I have no disagreement, and I never claimed otherwise in the video. What I claimed is that claiming to conceptualize something that allegedly can't be conceptualized is a self-refuting proposition. Asdf tried to escape this by saying JBC simply didn't mean what he said. You incorrectly seem to think I was saying something else entirely.
It would behoove you to realize the terms "meaning" and "meaningless" existed before positivism.
LibertyIsNotGiven 2 years ago
It isn't the terms meaning or meaningless that's in question, it's the notion that something is meaningless if it doesn't pass a verification test or isn't explicitly derived from some empirical object.
brainpolice2 1 year ago
@brainpolice2
What does "meaningless" mean? Is there some objective standard of meaning?

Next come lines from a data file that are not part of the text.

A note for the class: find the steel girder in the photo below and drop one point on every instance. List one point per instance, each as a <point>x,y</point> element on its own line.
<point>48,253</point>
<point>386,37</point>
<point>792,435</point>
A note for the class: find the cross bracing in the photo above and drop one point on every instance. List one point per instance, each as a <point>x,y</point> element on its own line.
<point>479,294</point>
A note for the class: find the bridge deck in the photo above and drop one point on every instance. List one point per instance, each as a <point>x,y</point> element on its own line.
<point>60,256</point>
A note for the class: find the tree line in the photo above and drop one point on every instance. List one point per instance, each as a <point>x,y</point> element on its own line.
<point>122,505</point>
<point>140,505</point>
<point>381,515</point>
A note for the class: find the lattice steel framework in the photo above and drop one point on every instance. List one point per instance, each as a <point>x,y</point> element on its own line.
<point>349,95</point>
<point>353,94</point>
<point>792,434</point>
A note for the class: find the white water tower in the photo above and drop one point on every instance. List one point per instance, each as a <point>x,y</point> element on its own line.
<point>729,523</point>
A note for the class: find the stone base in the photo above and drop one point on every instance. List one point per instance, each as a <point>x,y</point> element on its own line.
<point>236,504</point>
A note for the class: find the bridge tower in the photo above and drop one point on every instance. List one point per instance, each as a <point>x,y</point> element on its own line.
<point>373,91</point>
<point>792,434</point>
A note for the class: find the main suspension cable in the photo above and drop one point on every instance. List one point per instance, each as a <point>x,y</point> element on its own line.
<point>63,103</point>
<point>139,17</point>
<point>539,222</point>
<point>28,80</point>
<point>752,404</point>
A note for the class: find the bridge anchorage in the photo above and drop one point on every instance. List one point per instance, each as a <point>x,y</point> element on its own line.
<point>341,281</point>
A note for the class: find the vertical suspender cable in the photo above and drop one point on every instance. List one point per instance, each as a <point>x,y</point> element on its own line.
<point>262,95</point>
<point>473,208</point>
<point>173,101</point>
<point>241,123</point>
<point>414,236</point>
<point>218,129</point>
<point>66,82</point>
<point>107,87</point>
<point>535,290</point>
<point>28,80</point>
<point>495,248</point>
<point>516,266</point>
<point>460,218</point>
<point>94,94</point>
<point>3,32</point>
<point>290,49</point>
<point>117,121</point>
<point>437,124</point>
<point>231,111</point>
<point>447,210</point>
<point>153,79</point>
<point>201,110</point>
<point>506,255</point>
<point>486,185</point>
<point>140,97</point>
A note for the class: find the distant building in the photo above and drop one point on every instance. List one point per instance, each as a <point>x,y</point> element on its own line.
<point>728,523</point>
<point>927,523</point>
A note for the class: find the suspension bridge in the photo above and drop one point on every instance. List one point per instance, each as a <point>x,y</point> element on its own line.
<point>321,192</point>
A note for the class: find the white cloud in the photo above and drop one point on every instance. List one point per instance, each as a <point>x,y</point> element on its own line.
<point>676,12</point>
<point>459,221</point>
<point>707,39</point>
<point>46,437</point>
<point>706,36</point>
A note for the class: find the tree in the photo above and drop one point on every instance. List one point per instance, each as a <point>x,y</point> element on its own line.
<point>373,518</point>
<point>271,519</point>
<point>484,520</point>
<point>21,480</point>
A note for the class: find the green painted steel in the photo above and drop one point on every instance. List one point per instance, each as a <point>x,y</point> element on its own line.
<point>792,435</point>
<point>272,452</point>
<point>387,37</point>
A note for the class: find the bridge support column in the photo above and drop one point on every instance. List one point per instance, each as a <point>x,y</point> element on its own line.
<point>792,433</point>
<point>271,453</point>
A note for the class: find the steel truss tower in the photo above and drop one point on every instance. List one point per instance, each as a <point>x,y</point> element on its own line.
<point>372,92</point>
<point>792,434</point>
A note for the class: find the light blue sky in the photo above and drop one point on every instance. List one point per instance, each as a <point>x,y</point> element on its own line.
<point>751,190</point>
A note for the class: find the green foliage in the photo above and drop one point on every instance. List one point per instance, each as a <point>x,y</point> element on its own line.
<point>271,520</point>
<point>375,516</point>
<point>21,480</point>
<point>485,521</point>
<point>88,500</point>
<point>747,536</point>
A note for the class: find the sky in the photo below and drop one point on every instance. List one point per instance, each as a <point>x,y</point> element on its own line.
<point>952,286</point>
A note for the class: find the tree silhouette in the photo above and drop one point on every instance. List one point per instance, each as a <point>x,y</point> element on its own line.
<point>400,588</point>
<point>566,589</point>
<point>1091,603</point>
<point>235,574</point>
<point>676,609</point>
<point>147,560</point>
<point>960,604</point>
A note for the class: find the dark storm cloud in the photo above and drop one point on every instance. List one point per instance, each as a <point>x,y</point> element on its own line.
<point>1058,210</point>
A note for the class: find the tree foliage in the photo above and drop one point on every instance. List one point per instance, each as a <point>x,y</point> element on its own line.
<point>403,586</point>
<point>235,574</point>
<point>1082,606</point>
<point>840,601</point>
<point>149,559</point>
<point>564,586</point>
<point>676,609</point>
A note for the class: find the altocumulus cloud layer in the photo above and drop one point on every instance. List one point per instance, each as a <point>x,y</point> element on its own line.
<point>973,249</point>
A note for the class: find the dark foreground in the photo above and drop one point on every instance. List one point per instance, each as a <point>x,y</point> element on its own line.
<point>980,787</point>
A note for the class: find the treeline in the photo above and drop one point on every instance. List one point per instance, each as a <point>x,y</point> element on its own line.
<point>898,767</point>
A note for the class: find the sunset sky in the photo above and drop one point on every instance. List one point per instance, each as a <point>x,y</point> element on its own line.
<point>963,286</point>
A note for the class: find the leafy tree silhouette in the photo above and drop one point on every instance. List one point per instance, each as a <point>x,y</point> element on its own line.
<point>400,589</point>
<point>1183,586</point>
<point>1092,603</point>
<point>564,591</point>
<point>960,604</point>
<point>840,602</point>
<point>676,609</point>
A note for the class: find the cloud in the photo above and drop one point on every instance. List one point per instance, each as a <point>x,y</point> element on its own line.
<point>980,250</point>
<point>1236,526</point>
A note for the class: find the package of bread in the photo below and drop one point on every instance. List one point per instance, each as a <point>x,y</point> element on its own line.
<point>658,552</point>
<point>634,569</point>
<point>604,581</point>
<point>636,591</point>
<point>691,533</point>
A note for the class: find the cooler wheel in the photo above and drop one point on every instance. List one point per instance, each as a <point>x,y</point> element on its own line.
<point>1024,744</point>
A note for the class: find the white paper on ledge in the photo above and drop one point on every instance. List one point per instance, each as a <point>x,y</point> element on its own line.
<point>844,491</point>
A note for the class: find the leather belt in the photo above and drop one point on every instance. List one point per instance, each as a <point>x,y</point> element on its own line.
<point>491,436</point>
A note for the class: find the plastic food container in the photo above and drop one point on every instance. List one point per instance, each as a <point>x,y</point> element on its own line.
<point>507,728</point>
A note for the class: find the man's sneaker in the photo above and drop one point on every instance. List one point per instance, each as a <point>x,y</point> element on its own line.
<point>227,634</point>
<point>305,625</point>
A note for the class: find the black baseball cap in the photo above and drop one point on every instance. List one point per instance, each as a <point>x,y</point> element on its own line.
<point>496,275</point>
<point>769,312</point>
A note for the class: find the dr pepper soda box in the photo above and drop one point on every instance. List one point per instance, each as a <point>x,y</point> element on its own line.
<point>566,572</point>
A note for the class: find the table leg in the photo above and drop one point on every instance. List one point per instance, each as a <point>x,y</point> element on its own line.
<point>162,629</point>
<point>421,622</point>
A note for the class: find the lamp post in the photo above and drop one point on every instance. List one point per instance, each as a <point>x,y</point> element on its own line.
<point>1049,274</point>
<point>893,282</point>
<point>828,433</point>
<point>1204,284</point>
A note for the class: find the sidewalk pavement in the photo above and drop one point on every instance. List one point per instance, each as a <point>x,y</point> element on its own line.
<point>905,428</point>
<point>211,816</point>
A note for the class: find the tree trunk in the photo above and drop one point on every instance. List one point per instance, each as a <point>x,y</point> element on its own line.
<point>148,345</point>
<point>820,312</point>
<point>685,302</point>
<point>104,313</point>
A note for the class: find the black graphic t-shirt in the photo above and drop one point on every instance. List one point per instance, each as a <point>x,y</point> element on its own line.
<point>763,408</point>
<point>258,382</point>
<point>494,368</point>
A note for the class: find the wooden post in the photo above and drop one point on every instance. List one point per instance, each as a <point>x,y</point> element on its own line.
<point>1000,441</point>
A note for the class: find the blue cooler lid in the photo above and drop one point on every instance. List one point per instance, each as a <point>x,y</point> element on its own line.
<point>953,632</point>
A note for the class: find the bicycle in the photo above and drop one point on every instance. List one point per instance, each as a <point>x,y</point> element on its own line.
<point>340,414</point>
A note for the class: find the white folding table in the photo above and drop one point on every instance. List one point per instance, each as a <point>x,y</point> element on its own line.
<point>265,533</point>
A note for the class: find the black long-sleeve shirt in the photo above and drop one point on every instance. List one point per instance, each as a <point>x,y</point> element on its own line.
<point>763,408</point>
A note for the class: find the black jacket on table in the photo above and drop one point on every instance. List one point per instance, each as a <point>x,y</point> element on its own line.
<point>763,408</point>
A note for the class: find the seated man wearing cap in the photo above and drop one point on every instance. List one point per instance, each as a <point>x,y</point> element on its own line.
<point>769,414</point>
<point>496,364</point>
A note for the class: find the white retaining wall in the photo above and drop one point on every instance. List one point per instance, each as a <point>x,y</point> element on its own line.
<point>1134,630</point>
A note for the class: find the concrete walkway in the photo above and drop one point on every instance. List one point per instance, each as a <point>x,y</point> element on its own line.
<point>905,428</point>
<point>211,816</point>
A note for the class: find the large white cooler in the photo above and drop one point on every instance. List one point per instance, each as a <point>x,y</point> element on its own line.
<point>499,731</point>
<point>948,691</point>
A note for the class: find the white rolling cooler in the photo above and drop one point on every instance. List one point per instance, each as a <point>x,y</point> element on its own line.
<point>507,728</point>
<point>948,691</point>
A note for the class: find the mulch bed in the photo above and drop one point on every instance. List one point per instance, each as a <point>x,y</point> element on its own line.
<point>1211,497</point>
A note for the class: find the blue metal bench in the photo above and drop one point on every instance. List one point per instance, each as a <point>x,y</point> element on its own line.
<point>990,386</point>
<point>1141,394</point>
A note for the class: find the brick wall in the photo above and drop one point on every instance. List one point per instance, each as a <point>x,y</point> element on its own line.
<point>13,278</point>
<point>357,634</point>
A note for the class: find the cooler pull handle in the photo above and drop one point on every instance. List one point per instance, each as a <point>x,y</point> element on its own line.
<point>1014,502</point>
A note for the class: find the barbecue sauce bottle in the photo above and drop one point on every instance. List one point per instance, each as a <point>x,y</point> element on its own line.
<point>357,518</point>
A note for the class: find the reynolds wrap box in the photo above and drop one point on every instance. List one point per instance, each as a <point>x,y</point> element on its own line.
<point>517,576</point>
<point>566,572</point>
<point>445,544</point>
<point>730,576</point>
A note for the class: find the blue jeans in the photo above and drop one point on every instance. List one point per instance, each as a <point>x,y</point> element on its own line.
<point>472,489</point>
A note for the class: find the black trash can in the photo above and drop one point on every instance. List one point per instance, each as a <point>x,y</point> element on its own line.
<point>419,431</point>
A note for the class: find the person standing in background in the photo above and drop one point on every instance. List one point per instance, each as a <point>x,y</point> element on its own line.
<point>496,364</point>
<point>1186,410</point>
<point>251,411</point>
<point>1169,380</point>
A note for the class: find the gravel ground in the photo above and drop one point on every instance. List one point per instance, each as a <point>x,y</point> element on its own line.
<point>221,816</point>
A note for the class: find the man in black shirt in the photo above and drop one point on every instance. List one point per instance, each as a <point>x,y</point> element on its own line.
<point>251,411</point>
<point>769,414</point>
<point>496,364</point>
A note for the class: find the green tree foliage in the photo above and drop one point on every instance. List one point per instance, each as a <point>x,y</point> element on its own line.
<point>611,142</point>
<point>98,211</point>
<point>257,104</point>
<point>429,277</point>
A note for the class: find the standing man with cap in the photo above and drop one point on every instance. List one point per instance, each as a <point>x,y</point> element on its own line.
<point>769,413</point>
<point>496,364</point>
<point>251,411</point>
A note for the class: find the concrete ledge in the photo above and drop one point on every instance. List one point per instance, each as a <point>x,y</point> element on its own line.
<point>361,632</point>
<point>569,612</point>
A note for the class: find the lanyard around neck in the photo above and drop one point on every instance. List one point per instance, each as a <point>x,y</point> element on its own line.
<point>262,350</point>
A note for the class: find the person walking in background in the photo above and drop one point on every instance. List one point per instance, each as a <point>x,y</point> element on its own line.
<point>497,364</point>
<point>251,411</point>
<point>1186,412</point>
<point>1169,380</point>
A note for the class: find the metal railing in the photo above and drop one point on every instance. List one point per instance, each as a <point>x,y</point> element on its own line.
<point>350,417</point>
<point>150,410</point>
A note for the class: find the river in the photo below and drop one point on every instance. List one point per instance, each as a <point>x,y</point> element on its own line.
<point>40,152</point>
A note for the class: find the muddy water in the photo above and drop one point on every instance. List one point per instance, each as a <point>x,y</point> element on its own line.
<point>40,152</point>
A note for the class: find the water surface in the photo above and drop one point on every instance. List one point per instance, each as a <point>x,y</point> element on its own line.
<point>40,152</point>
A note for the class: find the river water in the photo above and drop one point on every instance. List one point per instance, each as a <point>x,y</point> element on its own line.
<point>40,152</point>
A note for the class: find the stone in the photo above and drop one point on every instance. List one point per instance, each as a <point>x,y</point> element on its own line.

When did I say anything about any verification test or empirical derivation?
Is claiming to conceptualize something that cannot be conceptualized a coherent position?
Mind you, JBC has kindly since responded to this video to clarify. I haven't gotten around to watching it yet, but neither you nor asdf has a leg to stand on here, given what JBC said in his original and what I said in response to him.
LibertyIsNotGiven 1 year ago
@LibertyIsNotGiven You're implicitly invoking positivist premises.
brainpolice2 1 year ago
@brainpolice2
You just won't answer the question, bp, because you know I'm right.
LibertyIsNotGiven 1 year ago
I give you both 5 stars because I like you both. But I think you're right.